Do you have any memory connected to books that you would like to share?

Interviews · Originals · August 16, 2003

Intro · Likes · Rituals · Necessity
Examples · Memories · Bios

Brendan Connell

I remember the first book I bought by Nerval. I was youngish then and had not heard of the author. At a library book sale I stumbled across a nice thin little volume that looked interesting in a limited edition of 250 copies. It was only a dollar, so I bought it. The book was Les filles du feu, and to this day it is one of my most prized possessions. “Discovering” the author on my own obviously added to the thrill… I also like it when I check out books from the library that no one has read for years.
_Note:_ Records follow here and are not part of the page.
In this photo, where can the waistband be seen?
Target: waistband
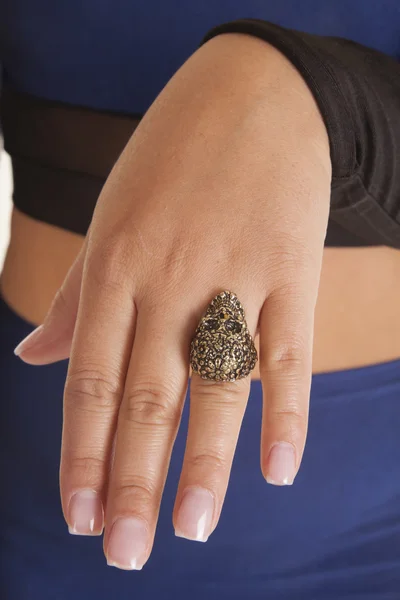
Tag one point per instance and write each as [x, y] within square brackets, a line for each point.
[62, 155]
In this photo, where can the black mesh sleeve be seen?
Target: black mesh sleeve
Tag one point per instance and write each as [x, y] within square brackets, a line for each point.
[357, 90]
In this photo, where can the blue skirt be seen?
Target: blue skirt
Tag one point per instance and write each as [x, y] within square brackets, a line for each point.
[334, 534]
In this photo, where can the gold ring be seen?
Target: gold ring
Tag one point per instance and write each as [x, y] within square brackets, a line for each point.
[222, 348]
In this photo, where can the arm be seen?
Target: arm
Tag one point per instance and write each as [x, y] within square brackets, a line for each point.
[357, 90]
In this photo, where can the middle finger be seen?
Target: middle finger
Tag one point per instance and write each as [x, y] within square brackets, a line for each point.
[148, 421]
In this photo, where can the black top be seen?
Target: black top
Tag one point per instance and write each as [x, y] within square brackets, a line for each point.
[357, 90]
[66, 153]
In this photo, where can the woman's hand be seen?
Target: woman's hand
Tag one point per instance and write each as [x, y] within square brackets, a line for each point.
[225, 184]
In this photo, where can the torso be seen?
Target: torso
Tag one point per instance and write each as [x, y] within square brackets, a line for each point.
[117, 57]
[356, 321]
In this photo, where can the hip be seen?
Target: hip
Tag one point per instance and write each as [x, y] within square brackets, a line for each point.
[356, 317]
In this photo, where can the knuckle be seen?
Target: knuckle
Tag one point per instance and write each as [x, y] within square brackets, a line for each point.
[92, 390]
[109, 262]
[290, 357]
[138, 493]
[150, 406]
[290, 413]
[219, 391]
[86, 468]
[60, 302]
[208, 461]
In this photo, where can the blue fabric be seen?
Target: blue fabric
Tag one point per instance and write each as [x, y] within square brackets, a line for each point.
[118, 54]
[334, 534]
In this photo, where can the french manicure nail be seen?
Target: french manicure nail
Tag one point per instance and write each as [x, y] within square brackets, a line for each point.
[128, 543]
[195, 515]
[281, 464]
[29, 341]
[85, 513]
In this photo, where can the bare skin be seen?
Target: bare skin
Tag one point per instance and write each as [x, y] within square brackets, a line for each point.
[356, 317]
[224, 185]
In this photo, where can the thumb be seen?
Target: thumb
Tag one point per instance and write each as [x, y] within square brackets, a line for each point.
[51, 341]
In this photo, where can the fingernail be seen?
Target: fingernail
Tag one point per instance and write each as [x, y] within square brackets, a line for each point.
[195, 515]
[85, 513]
[281, 464]
[127, 545]
[29, 341]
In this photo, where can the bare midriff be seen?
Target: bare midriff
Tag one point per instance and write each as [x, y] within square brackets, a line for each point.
[357, 315]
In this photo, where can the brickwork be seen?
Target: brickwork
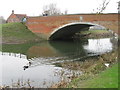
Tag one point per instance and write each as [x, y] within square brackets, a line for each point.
[45, 25]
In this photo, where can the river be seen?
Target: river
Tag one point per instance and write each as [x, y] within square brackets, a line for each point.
[35, 64]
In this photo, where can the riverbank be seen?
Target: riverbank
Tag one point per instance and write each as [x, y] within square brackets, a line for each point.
[98, 72]
[17, 33]
[94, 34]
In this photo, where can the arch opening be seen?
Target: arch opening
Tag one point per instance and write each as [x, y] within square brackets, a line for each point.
[67, 31]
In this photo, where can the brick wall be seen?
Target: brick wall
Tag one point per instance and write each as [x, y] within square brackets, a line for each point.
[45, 25]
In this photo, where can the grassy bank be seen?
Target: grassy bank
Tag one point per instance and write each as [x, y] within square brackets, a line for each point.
[17, 33]
[94, 34]
[106, 79]
[95, 73]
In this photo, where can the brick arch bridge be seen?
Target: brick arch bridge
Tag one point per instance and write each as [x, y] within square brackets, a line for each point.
[64, 26]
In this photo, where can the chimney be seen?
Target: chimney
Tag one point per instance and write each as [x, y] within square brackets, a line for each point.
[12, 11]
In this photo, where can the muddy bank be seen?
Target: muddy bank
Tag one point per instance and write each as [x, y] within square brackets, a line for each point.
[90, 67]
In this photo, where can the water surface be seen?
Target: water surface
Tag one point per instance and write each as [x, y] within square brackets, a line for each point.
[33, 64]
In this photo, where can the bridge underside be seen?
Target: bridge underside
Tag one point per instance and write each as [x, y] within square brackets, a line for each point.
[68, 31]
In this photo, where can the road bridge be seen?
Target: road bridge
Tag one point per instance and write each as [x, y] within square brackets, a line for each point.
[65, 26]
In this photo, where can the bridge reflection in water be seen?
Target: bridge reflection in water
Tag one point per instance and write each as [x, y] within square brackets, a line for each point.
[51, 49]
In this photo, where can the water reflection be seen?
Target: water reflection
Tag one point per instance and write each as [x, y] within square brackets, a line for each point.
[98, 46]
[34, 62]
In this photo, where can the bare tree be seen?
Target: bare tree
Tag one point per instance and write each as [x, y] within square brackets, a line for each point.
[2, 20]
[51, 9]
[102, 6]
[119, 7]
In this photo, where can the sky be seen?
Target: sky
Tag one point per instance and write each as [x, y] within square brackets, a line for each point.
[35, 7]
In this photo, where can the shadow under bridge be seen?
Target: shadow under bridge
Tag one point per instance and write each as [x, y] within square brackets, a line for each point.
[67, 31]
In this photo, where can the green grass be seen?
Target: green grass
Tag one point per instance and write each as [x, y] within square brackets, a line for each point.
[17, 33]
[106, 79]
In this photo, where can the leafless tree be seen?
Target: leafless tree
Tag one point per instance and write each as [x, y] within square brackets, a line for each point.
[2, 20]
[119, 7]
[51, 9]
[102, 6]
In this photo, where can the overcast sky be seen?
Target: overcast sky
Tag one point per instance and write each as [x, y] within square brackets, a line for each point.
[35, 7]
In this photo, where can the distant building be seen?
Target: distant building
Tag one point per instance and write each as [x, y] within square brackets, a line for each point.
[16, 17]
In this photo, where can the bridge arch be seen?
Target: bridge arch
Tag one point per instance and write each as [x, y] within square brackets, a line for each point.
[68, 30]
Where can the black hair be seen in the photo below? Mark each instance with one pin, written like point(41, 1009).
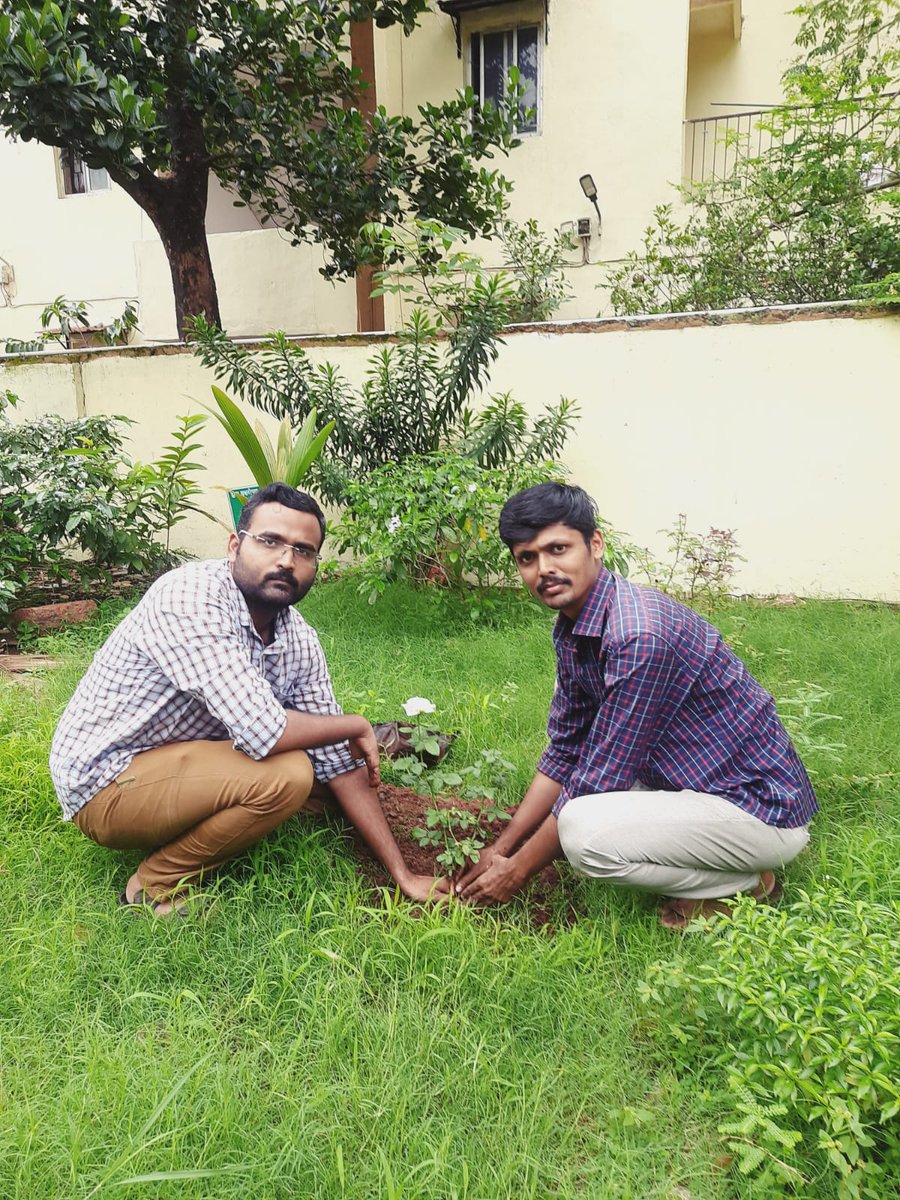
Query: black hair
point(281, 493)
point(527, 513)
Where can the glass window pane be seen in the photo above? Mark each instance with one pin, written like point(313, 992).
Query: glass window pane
point(528, 76)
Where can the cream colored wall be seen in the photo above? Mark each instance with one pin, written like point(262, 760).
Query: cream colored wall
point(781, 431)
point(263, 282)
point(612, 105)
point(78, 246)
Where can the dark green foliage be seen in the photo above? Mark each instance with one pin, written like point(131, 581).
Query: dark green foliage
point(414, 401)
point(813, 217)
point(802, 1007)
point(261, 95)
point(72, 499)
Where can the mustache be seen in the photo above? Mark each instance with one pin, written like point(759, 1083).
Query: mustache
point(552, 583)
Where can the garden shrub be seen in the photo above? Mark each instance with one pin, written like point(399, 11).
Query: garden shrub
point(431, 520)
point(802, 1009)
point(72, 499)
I remember checking out Claire Lenoir by Villiers de L’Isle-Adam from the Queens library. It had not been checked out since 1927.

Ian Covell

Too many, none important to anyone else.

John Coulthart

Too many, I think; for now I’ll just mention my first encyclopedia that I received as a gift aged five—a book I remember vividly—and a Thames and Hudson book of photographs of Scotland that I saw in a bin in the street. This became one of my main reference books when adapting The Haunter of the Dark as a comic strip.

Jack Dann

One of my earliest memories of reading was that when I opened a book, all the characters would come alive; when I closed it, they would go to sleep. On some level, I still believe that.

Ellen Datlow

I feel a thrill when I find a particular out-of-print book I’ve searched for for a long time or upon rediscovering (physically) certain books that meant a lot to me as a child. The latter I want to just look at and thumb through and have in my possession (e.g. Eleanor Cameron’s Mushroom Planet books).

Alan DeNiro

Wandering the stacks in the University of Virginia’s Alberman library, finding light bulbs between seldom-used shelves burnt out, losing one’s self in the twisty little stairwells that seemed designed for gnomes, getting off on an elevator on the wrong floor and coming across the red carpeted, gilded special collections department, finding random 18th century books in Greek in the shelves in unlikely places. I also lament the fact that books aren’t stamped with due dates anymore, it seemed. Sometimes I’d try to find odd books that might have only been checked out once in the 1920s, or sat on a shelf for eighty years and were never checked out once—there’s something deeply melancholic about that.

Lawrence Dyer

Two or three times in second-hand book shops I’ve come across old copies of much-admired books which I read maybe twenty years earlier at a tender age and experienced the thrill of being reunited with them, like meeting old school friends after many years. Examples are the fantasy novel Jog Rummage (author unknown to me now), An Experiment with Time (author also lost to me but a book literally about experimenting with time travel as an individual in the real world), and Essex author Anne Ashbury’s Miniature Gardens.

Brian Evenson

I collect books, so have lots of stories about books that I’ve looked for for years and then finally found, or books that I’ve found for incredibly good prices, but they’re so personal they’d hardly make sense to anyone who doesn’t collect or doesn’t know me well. Here’s one that’s slightly crazy: When I lived in Seattle, I stumbled by accident across Stanislaw Ignacy Witkiewicz’s novel Insatiability, which at the time was out of print and very difficult to find. I bought, began to read it. When we drove for a daytrip to Canada, to Vancouver, I took the book with me, but then found myself loath to leave it in a car, even a locked car, because it had been a book so difficult to find. So, I carried the book around all through Vancouver. My wife thought I was crazy, pointed out that of all the things in the car probably Insatiability was the only thing that thieves wouldn’t take. I agreed with her, could understand that rationally, but one often has odd relations to the books that one finds, and I felt, quite illogically, that to leave my book alone in a (admittedly hardly) foreign country would be like abandoning my child.